Children and the holidays

Parents try to live a fairytale during the holidays.  Many parents believe that if you spend enough money, put up enough lights, bake enough cookies and attend enough fun activities that the holidays will be bliss and full of enough great memories to last a lifetime.  Yeah, right!

It’s easy to debunk that philosophy with a short visit to the mall.  Grab a cup of coffee and find a seat in a busy section of the mall.  It won’t take long for the parade of frustrated moms and dads to rush past.  They will probably be dragging fussing children who are ready to have a meltdown at the next intersection.  If the parents were smart enough to hire a sitter, they still lack smiling faces or nod a happy greeting to those they meet.

So what’s wrong?  Why is it that parents go out of their way to be good to their children and yet there is a tidal wave of irritated, depressed, out of control families?  Is it possible to have a “wonderful and happy” holiday season?

Let’s check a Decoder Map and look for details.  (Double click on the image to enlarge)

 

 

 

 

All the facts I’ve listed on the left pertain to parents and adults.  All the facts I’ve listed on the right pertain to children.

Is it any wonder that children seem to melt down more during the holidays?  What can parents do?

1.  Slow down.  Even if it means eliminating some things in your schedule.  Slow down and make sure that your children are eating and sleeping properly.

2.  Don’t fuss.  Think outside the box and find ways to make “structure” just as fun as participating in the Christmas rush.  Play games.  Games like “Santa eats broccoli”.  I invented this simple game to help my children eat “healthy” foods during the holidays.  I explained that Santa expects us to eat one healthy item per day.  If we do that, he has a special gift set aside for those children.  I chose a small inexpensive gift that was included in their stocking.  

3.  Be understanding.  Little legs have to double time it to keep up with tall Daddy’s.  Running at full pace makes little bodies tired.  Shopping for Uncle Joe may seem like only minutes to you but can seem like hours to a child.  Learning extra information for plays and programs may be easy for an adult and very difficult for a child.

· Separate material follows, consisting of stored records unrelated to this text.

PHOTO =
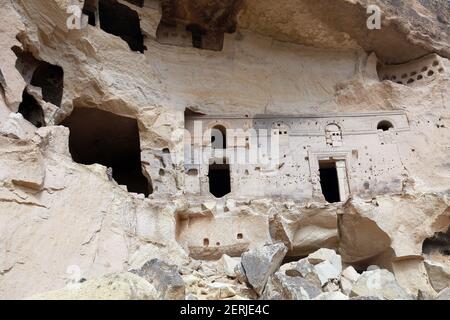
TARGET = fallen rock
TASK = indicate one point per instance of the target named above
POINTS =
(336, 295)
(351, 274)
(439, 274)
(348, 277)
(260, 263)
(379, 283)
(164, 277)
(283, 287)
(118, 286)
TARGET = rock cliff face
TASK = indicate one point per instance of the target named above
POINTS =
(94, 184)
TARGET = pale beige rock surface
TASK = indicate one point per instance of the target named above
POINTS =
(288, 58)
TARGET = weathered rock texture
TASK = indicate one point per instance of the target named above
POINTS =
(64, 219)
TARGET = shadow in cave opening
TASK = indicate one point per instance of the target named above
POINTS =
(105, 138)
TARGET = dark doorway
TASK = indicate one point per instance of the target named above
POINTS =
(119, 20)
(105, 138)
(31, 110)
(329, 181)
(219, 137)
(51, 80)
(219, 179)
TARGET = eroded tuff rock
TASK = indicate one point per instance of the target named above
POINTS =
(311, 59)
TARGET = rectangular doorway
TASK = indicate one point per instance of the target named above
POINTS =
(329, 180)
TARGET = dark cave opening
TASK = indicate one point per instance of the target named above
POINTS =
(120, 20)
(219, 179)
(31, 110)
(329, 181)
(111, 140)
(50, 78)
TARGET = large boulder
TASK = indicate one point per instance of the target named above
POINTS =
(379, 283)
(164, 277)
(117, 286)
(398, 224)
(260, 263)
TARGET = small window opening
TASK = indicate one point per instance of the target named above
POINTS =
(105, 138)
(219, 179)
(90, 9)
(329, 181)
(50, 79)
(218, 137)
(384, 125)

4.  Keep your main goal front and center in all that you do.  What should that goal be?  To show your family that you love them.  To help everyone feel like they belong and that they can always find a smile on your face and joy in your heart.  If that means dropping traditions that cause irritations – don’t be afraid to let go.

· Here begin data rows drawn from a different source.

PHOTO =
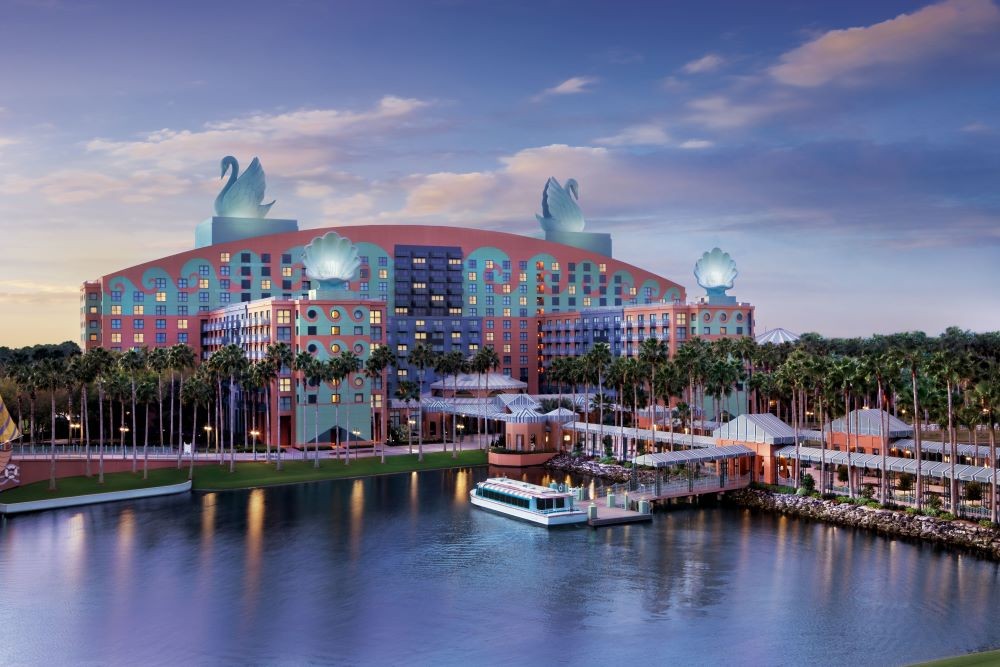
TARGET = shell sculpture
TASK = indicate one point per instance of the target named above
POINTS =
(331, 259)
(716, 271)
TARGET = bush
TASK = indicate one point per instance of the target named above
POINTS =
(904, 482)
(973, 491)
(808, 483)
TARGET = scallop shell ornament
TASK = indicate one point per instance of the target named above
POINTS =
(716, 271)
(331, 259)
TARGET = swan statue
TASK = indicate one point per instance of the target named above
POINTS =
(560, 212)
(241, 196)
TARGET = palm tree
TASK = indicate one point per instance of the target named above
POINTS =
(180, 358)
(146, 393)
(408, 391)
(350, 364)
(131, 363)
(278, 357)
(197, 391)
(378, 361)
(51, 376)
(158, 361)
(422, 357)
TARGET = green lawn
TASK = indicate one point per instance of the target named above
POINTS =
(79, 486)
(984, 659)
(249, 474)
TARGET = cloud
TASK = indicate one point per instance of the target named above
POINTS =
(646, 134)
(854, 56)
(295, 142)
(707, 63)
(572, 86)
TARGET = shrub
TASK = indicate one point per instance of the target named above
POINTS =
(808, 483)
(904, 482)
(973, 491)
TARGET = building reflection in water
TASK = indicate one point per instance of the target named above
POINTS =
(254, 548)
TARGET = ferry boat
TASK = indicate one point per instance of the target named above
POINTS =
(530, 502)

5.  Go through each arm of your decoder map and ask yourself how you can “creatively” solve that problem.  For example, when my toddlers were afraid of older relatives that they only saw once a year at Christmas reunions – I helped them relax by having a small toy or a small amount of candy for the relative to give them.  It created an interaction between the two that helped ease the relationship and foster “playful” situations.

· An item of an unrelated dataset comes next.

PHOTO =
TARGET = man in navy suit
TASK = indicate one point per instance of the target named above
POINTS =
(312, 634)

Make your attitude your gift to your family and you’ll always have the merriest Christmas of all!


 

 

One thought on “Children and the holidays

  1. You are so right about what makes memories. I have so many growing up and they don’t involve what I got for as a gift for Christmas, but the excitement of going to my Grandmother’s and seeing her home-made tree decorations and her stockings that she had washed and saved(after she had runs in them—no panty hose back then) for us to hang on the fire place…very detailed memories.